Salzburger Nachrichten am 28. Dezember 2005 - Bereich: Kultur
Karneval und Leonardo Griechenland durfte für
das Jahr 2006 die Europäische Kulturhauptstadt nominieren. Auf Cork in
Irland folgt die Hafen- und Universitätsstadt Patras.
Patras (SN, dpa). Die griechische Hafenstadt Patras präsentiert sich im
neuen Jahr als Kulturhauptstadt Europas 2006. Sie bietet ein
Kulturprogramm, für das 17,5 Mill. Euro ausgegeben werden, einen für den
Südosten Europas einmaligen Karneval und eine der schönsten Landschaften
Griechenlands. Für ihren Auftritt hat sich die Stadt herausgeputzt: Viele
der neoklassizistischen Gebäude aus dem 19. Jahrhundert wurden renoviert.
"Wichtig für uns ist, unsere Stadt in ganz Europa als Kulturzentrum
bekannt zu machen", sagt der künstlerische Direktor Thanos Mikroutsikos.

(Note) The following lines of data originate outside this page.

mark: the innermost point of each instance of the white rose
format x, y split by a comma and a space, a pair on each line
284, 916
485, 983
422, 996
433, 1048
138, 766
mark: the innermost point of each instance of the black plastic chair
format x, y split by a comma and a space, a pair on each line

Der Musiker und Komponist hat kein Interesse daran, spektakuläre
Veranstaltungen zu inszenieren. Er will "die Basis für eine bessere
Zukunft unserer Stadt" schaffen. Patras plant Kulturveranstaltungen zu sechs Themen. Neben einer großen
Ausstellung zu Leonardo da Vinci gibt es antike griechische Dramen auf der
Bühne, mit Tragödien und Komödien in einem römischen Amphitheater (19. Mai
bis 4. Juni). Ein weiteres Thema sind im November Kunst und Religion mit
byzantinischen Ikonen und Malerei. Vom 27. April bis 13. Mai gibt es
Poesie und Musik. Junge Interpreten sollen ihr Können präsentieren.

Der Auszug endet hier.